Welche Auswirkungen auf die Weltwirtschaft?

Warum die japanische Währung für den Wiederaufbau eine entscheidende Rolle spielt. Eine Analyse von Michael Maier.

Kurzfristig steht die japanische Wirtschaft still: Elektronikbetriebe wie Sony, Automobilhersteller wie Mitsubishi oder Brauereien wir Kirin haben die Produktion nach der Erdbebenkatastrophe so gut wie eingestellt. Allerdings ist die japanische Volkswirtschaft eine der stärksten der Welt. Daher erwarten Beobachter, dass unter normalen Umständen eine Erholung schneller als zunächst befürchtet kommen könnte. Als vor einiger Zeit ein schweres Erdbeben die Großregion Kobe praktisch dem Erdboden gleichmachte, dauerte es nur 15 Monate, dann waren 98 Prozent aller Wirtschaftsbetriebe wieder hergestellt, nach 18 Monaten hatten alle Läden wieder geöffnet.

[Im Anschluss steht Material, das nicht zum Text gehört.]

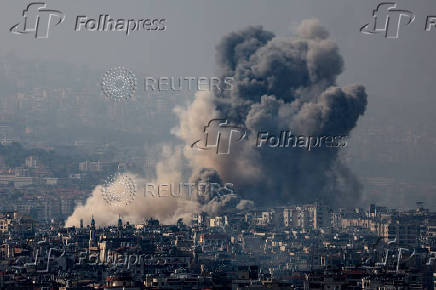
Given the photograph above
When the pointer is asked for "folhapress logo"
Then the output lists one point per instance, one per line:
(37, 19)
(388, 19)
(220, 135)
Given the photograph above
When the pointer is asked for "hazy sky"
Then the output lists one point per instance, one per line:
(397, 73)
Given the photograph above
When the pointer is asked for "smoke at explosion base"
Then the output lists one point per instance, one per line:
(278, 82)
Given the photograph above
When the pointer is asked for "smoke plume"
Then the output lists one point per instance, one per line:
(279, 83)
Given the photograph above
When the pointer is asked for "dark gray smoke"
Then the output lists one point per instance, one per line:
(282, 83)
(279, 83)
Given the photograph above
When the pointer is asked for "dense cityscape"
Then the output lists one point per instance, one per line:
(217, 145)
(292, 247)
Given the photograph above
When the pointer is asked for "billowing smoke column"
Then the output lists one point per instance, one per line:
(279, 83)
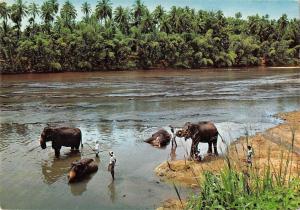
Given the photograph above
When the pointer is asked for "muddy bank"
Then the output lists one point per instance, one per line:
(274, 145)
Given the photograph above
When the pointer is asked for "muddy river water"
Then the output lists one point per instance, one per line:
(120, 109)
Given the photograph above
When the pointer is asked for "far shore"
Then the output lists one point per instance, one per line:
(152, 69)
(272, 144)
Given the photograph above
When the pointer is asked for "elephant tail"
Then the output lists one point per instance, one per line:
(81, 140)
(221, 138)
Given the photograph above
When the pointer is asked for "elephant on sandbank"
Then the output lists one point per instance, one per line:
(205, 132)
(160, 138)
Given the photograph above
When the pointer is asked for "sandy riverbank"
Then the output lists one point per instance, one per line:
(273, 145)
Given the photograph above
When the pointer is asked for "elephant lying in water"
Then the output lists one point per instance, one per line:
(160, 138)
(79, 169)
(63, 136)
(204, 131)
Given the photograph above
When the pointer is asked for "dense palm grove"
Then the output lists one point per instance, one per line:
(55, 39)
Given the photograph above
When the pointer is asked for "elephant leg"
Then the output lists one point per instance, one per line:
(209, 151)
(57, 152)
(215, 148)
(192, 150)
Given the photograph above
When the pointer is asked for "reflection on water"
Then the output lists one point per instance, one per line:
(120, 110)
(55, 168)
(112, 191)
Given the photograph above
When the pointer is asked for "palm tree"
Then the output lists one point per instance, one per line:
(33, 11)
(19, 10)
(47, 13)
(4, 14)
(138, 12)
(68, 14)
(121, 17)
(86, 10)
(54, 4)
(147, 23)
(158, 14)
(103, 10)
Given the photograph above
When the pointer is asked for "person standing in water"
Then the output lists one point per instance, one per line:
(250, 154)
(97, 149)
(112, 163)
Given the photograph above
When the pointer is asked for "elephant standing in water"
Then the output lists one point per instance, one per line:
(63, 136)
(205, 132)
(160, 138)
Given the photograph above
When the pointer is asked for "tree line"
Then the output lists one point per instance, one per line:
(54, 39)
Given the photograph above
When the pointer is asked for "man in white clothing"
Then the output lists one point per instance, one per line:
(112, 163)
(97, 148)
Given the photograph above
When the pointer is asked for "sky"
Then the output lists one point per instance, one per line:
(274, 8)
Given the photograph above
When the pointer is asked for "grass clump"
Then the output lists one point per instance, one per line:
(237, 190)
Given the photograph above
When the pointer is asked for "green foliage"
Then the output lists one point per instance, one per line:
(136, 37)
(235, 190)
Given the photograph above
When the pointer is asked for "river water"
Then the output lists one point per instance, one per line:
(120, 109)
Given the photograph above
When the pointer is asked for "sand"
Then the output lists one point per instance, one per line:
(274, 145)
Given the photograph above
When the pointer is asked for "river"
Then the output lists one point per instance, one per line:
(120, 109)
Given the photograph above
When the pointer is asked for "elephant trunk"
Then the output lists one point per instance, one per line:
(43, 144)
(72, 176)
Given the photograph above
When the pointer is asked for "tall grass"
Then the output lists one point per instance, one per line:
(249, 187)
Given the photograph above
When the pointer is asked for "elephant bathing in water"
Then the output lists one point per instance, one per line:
(160, 138)
(205, 132)
(63, 136)
(79, 169)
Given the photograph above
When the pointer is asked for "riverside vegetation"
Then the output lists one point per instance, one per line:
(54, 39)
(273, 182)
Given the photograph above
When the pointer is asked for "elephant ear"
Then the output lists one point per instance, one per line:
(48, 132)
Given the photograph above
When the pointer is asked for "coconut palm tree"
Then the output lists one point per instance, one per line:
(19, 10)
(138, 11)
(103, 10)
(47, 14)
(68, 14)
(121, 17)
(86, 10)
(158, 14)
(55, 6)
(4, 14)
(33, 11)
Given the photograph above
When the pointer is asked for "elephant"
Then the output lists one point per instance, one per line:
(62, 136)
(204, 131)
(160, 138)
(79, 169)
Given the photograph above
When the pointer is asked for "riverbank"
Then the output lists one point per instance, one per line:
(275, 146)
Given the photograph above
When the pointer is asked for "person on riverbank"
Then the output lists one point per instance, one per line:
(97, 148)
(249, 155)
(112, 163)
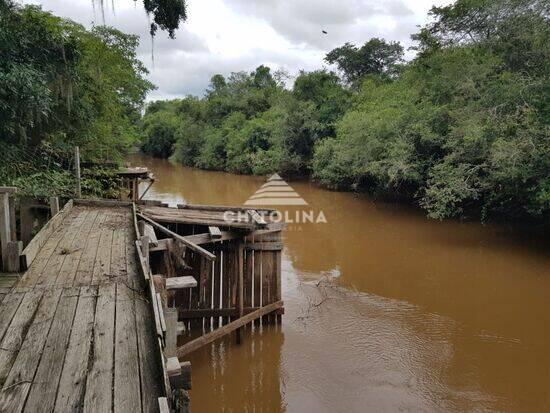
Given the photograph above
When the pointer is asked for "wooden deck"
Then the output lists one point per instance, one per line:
(76, 331)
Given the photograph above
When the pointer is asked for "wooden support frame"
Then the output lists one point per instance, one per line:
(189, 244)
(197, 343)
(198, 313)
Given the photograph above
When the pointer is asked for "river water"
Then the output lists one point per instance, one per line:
(385, 310)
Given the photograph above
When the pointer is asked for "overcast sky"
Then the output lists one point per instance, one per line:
(223, 36)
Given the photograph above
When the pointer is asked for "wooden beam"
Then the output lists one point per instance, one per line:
(240, 285)
(5, 227)
(264, 246)
(186, 314)
(191, 245)
(257, 218)
(14, 251)
(178, 283)
(103, 202)
(163, 405)
(219, 208)
(171, 316)
(215, 232)
(163, 245)
(206, 238)
(147, 230)
(144, 265)
(54, 205)
(226, 329)
(30, 251)
(78, 191)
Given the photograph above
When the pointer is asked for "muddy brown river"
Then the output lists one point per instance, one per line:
(385, 311)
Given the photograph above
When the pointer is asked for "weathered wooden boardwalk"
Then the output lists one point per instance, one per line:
(77, 331)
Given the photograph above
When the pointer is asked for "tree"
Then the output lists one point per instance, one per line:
(65, 85)
(375, 57)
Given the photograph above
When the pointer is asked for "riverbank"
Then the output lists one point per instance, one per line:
(382, 308)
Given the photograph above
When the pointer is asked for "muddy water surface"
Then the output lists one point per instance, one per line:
(385, 311)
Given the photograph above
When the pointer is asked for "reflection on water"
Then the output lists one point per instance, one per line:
(417, 315)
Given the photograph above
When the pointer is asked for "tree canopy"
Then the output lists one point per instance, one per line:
(60, 86)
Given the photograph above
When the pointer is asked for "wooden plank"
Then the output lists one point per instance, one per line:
(49, 275)
(150, 357)
(189, 244)
(5, 227)
(256, 217)
(163, 405)
(189, 314)
(127, 396)
(176, 283)
(171, 317)
(118, 255)
(14, 335)
(78, 191)
(219, 208)
(102, 264)
(99, 380)
(13, 220)
(206, 238)
(102, 202)
(240, 284)
(26, 217)
(257, 302)
(264, 246)
(72, 384)
(143, 263)
(44, 387)
(46, 253)
(69, 268)
(33, 247)
(8, 309)
(85, 267)
(228, 328)
(217, 287)
(18, 383)
(54, 205)
(214, 232)
(14, 249)
(161, 314)
(147, 230)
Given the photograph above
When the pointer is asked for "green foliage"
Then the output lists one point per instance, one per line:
(60, 86)
(375, 57)
(167, 14)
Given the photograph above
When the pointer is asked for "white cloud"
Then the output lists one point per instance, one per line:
(222, 36)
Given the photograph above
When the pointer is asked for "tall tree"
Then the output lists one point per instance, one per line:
(375, 57)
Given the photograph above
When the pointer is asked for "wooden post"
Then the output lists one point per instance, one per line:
(5, 227)
(14, 250)
(171, 317)
(240, 286)
(77, 171)
(27, 220)
(54, 205)
(13, 220)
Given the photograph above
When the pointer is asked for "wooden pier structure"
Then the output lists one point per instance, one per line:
(92, 324)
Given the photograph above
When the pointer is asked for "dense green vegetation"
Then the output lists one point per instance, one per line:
(462, 129)
(60, 86)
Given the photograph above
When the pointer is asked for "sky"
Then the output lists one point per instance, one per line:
(224, 36)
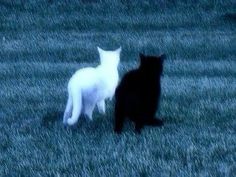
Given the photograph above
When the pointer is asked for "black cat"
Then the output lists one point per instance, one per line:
(137, 95)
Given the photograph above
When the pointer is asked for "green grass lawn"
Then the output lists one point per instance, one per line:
(43, 42)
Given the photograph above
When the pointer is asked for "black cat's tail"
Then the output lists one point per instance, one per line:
(154, 122)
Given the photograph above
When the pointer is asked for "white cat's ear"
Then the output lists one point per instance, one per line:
(118, 50)
(99, 49)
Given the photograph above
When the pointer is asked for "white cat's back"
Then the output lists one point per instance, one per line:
(83, 78)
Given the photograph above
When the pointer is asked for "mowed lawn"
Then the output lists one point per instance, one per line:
(42, 43)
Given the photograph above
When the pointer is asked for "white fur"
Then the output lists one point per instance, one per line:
(89, 87)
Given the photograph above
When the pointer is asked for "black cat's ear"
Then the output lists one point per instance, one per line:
(163, 57)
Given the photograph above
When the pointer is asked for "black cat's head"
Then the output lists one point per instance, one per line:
(152, 64)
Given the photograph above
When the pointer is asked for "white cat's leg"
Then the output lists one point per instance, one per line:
(68, 109)
(77, 107)
(101, 106)
(88, 109)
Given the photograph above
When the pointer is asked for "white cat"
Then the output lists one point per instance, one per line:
(89, 87)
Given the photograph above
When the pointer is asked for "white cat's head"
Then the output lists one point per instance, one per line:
(109, 58)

Für deutsche Unternehmen wird bei der Beobachtung der Lage die Entwicklung der Währung eine große Rolle spielen: Japan finanziert seine Wirtschaft in hohem Maß aus Mitteln aus dem Land. Mehr noch: Mit 166 Milliarden US-Dollar war Japan im Jahr 2010 einer der größten Käufer von US-Anleihen. Wenn nun erwartet wird, dass ein erheblicher Teil dieses Geldes für den Wiederaufbau umgeleitet werden wird, könnte es zu signifikanten Kapitalzuflüssen nach Japan kommen. Dies würde einen Wertverlust des Dollar und eine Aufwertung des Yen zur Folge haben. Dies würde jenen japanischen Exporteuren schaden, die nicht von der Katastrophe betroffen sind. Daher gehen Experten davon aus, dass sich die japanische Zentralbank mit Entschiedenheit gegen eine Aufwertung und damit zusammenhängende Spekulationen zur Wehr setzen wird.

Was die kurzfristige Versorgung von Industriegütern angeht, könnte es zwar zu bestimmten Engpässen kommen. Da jedoch ganze Industrien im Moment Überkapazitäten produzieren, wird es hier vermutlich ausreichend Handlungsspielräume geben.
Im Energiesektor sind zunächst die Ölpreise gefallen, weil die japanische Nachfrage wegen des Produktionsstillstandes gesunken ist. Dies wird sich während des Wiederaufbaus ändern: Vermutlich werden die Preise steigen – und das erst recht, wenn sich herausstellt, dass einige Atomkraftwerke nie wieder betrieben werden können. Hier liegt ohnehin die größte Unbekannte: Niemand kann heute sagen, welche Folgen das nukleare Desaster haben wird. Wirtschaftliche Einschätzungen sind, wie alle anderen, angesichts des eingetretenen GAUs, in ihren Grundannahmen erschüttert worden.